After the PA came in for the third time he said that “Unfortunately, there is a break. And it’s one of the classic ball and socket break wherein it jams into itself.” I wouldn’t see the x-ray until the following afternoon in another Emergency Department. The doctor came in about 20-minutes later and we talked. I told her that with her right arm with a break that she had no abilities. My 74-year-old Dad with bad hips who walks so slow cannot take care of her, and as I thought, I began to realize that all life had changed for us. She agreed and asked if she would want to go to a rehab hospital. I told her flatly, “No. My mother is stubborn. She won’t go, but I have power of attorney.” The doctor laughed dryly and said, “Everyone thinks those are for resuscitation with heart attacks, and they are for stuff just like this,” and then she patted my shoulder with compassion. We agreed to have my Dad try to help her at home. Left side still very paralyzed, as it had been for the last forty-four years, and now terrified of falling again, and no use of her splinted right (good arm) translates into very minimal functioning. Far fetched at best that she can be at home.

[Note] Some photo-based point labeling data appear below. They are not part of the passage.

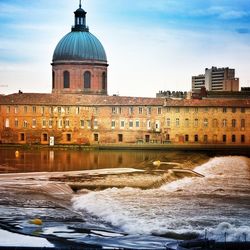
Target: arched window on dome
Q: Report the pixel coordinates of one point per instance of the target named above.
(87, 80)
(104, 80)
(66, 79)
(53, 79)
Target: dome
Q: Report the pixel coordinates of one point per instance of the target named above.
(79, 46)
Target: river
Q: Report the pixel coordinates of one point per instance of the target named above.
(215, 206)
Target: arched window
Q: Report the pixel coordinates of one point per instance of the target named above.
(53, 79)
(104, 80)
(66, 79)
(87, 80)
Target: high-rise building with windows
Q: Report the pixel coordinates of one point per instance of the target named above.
(216, 79)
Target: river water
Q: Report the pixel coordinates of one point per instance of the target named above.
(216, 206)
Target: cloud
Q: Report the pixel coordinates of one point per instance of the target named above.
(233, 14)
(243, 31)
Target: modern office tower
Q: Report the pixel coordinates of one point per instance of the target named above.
(216, 79)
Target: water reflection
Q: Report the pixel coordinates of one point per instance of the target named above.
(70, 160)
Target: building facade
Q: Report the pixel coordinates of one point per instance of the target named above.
(216, 79)
(77, 119)
(79, 111)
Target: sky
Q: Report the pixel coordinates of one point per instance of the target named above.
(151, 45)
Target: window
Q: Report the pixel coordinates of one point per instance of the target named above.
(120, 137)
(114, 110)
(214, 138)
(42, 110)
(224, 123)
(53, 79)
(68, 137)
(113, 124)
(205, 138)
(131, 124)
(242, 123)
(149, 110)
(34, 109)
(7, 123)
(215, 123)
(242, 138)
(96, 137)
(148, 124)
(104, 80)
(177, 122)
(87, 80)
(224, 138)
(50, 123)
(196, 122)
(233, 138)
(67, 123)
(137, 124)
(168, 122)
(233, 123)
(95, 124)
(66, 79)
(77, 110)
(122, 124)
(82, 123)
(22, 137)
(33, 123)
(60, 123)
(196, 138)
(16, 123)
(25, 124)
(44, 123)
(157, 125)
(205, 122)
(67, 110)
(45, 137)
(89, 123)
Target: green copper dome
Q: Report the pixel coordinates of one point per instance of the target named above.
(78, 46)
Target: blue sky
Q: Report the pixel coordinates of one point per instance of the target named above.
(151, 45)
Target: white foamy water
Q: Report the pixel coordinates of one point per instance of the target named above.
(218, 203)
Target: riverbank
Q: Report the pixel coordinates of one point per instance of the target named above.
(242, 149)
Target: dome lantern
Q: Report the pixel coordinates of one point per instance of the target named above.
(79, 63)
(80, 19)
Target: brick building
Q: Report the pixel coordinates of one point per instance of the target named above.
(88, 119)
(79, 111)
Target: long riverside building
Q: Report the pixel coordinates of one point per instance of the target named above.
(80, 119)
(79, 110)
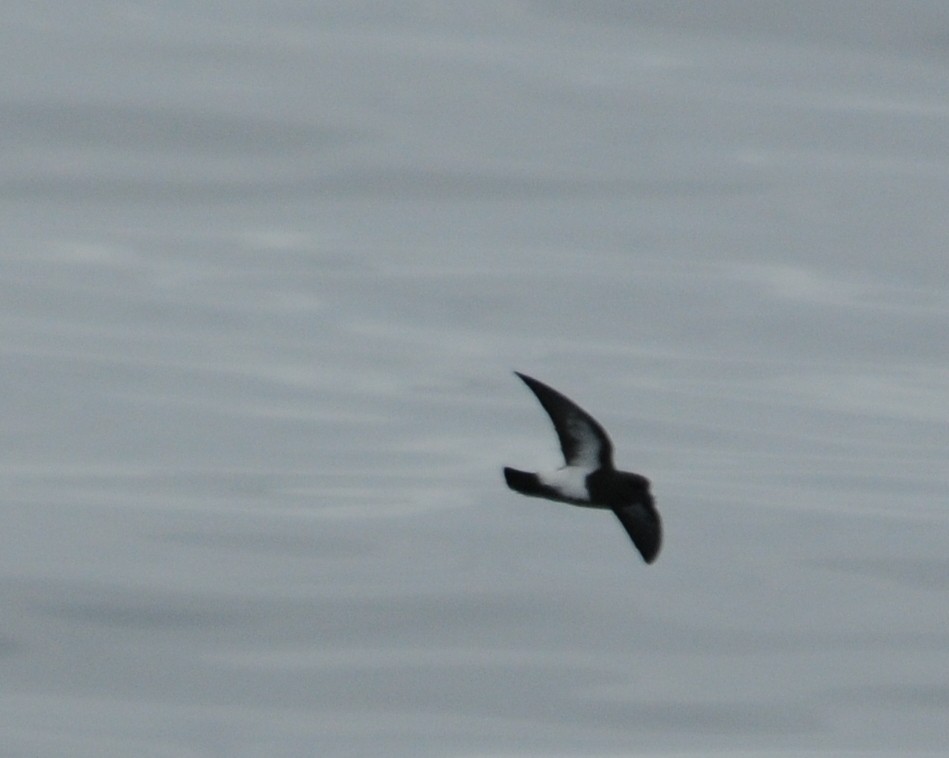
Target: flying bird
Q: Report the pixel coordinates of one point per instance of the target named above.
(589, 478)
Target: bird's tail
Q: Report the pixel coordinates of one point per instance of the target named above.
(523, 482)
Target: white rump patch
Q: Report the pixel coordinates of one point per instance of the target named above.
(570, 482)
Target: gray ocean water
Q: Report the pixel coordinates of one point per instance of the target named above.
(265, 272)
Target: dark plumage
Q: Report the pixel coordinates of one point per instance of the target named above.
(589, 478)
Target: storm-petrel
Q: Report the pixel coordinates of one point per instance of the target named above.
(588, 479)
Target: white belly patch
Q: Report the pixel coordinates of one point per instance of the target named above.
(570, 482)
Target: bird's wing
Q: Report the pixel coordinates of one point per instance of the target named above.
(583, 441)
(644, 528)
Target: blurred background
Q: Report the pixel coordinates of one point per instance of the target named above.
(265, 272)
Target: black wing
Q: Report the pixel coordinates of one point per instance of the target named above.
(644, 527)
(583, 441)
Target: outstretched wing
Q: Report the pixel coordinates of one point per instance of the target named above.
(644, 528)
(583, 441)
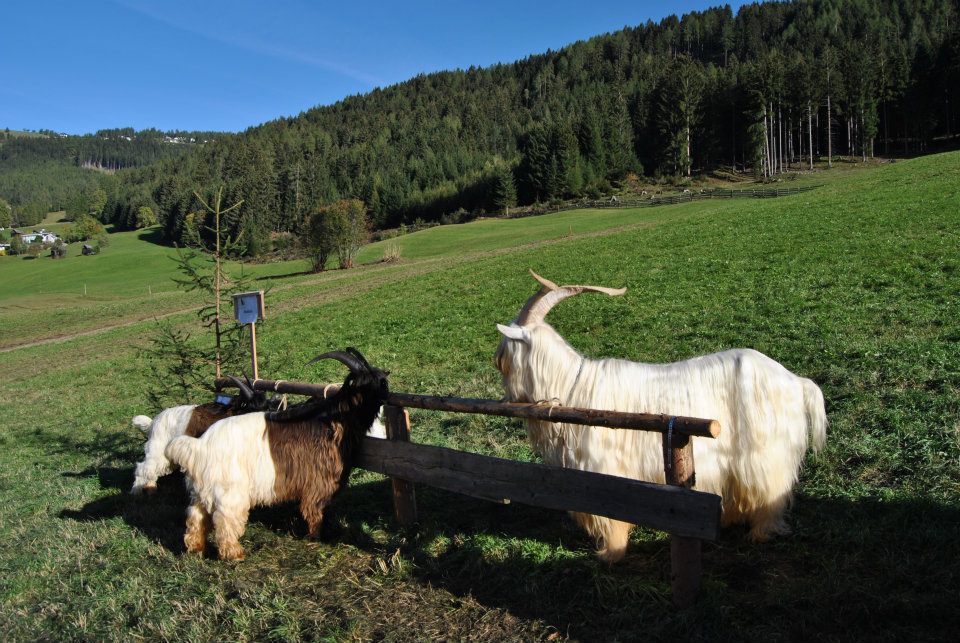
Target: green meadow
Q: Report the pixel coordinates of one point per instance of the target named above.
(855, 285)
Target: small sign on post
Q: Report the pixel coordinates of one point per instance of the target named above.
(248, 309)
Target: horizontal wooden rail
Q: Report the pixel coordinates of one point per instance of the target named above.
(682, 426)
(680, 511)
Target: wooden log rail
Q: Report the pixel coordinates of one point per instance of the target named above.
(689, 516)
(682, 426)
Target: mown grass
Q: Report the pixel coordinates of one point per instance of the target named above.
(855, 285)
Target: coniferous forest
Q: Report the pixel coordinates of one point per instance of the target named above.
(774, 87)
(46, 171)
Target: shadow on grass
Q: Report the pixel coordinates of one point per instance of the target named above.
(853, 569)
(154, 235)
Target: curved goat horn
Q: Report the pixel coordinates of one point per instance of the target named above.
(550, 295)
(245, 390)
(363, 360)
(346, 359)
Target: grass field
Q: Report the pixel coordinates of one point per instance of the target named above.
(856, 285)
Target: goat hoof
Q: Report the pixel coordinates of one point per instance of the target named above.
(231, 552)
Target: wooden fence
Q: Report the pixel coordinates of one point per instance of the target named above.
(689, 516)
(655, 199)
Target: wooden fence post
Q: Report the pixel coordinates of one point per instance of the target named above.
(404, 496)
(686, 565)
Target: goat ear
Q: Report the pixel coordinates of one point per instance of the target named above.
(518, 333)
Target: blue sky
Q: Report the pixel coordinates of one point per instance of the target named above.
(77, 66)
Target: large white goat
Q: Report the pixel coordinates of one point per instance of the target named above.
(767, 417)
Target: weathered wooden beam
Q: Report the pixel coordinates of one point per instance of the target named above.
(682, 426)
(686, 565)
(404, 495)
(679, 511)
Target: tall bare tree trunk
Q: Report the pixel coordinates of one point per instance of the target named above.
(829, 131)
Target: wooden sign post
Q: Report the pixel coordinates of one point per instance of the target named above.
(248, 309)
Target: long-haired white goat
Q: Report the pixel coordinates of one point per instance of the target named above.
(767, 415)
(304, 453)
(193, 420)
(188, 419)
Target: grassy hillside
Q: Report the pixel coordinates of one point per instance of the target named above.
(854, 285)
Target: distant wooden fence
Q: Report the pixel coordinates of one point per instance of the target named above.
(684, 197)
(689, 516)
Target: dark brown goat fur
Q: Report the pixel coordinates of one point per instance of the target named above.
(313, 457)
(206, 414)
(311, 449)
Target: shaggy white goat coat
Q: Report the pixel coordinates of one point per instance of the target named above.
(229, 470)
(767, 418)
(168, 424)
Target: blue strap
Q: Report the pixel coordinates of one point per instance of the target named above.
(667, 450)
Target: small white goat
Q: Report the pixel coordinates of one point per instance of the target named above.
(194, 420)
(767, 417)
(304, 453)
(190, 420)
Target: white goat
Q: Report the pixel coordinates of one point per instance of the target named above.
(304, 453)
(767, 417)
(194, 420)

I realized that we had taken my SUV. My mother has to fall into the seat to get her butt in the passenger side, grab the handle that comes down when you pull it, and then scoot back by lunging for several minutes until my Dad or I turn her, and then we bend her knees to get her lower half in. And this process is when she’s operating under normal functioning. Now, she has no arm. I told Dad that I had to go back and get his car. So, I did. I drove back from the hospital to their house and stabbed a sausage that was half eaten with my spork because that was pretty much all that was left from my lunch and it was after 7 pm and was dark and cold.
I called my mother-in-law. She and my sister-in-law who lives with us currently, are nurses. They are good too. The former told me to get a gait belt, and use that to move her so she wouldn’t fall. She explained that use to me, and it was then that I realized that the gaits of my parents couldn’t be more out of synch. My Dad shuffles his feet with baby steps, and my mother swings a right leg sideways and drags a left foot behind. How was it going to work with her belted to him? Visions of my Dad’s hips shattering as they both fell in their house ensued. She reiterated what the doctor said, and I said, “She’s never going to speak to me again when it hits her that I sent her to Rehab. She’s very stubborn, and can be combative.” My mother-in-law assured me that she would need lots of care because her good arm was broken. We hung up and she called me 10-minutes later and said that she would be helping me. I sighed and felt a surge of emotion.
I’ll finish this piece tonight. It’s already very long, but getting it out has helped me as I process the last 48-hours in an empty house. My partner and sister-in-law have left with my saint of a mother-in-law and her boyfriend to go to AZ. My partner has a new, and biological nephew. Beginning of life is certainly contrasted with what is going on here.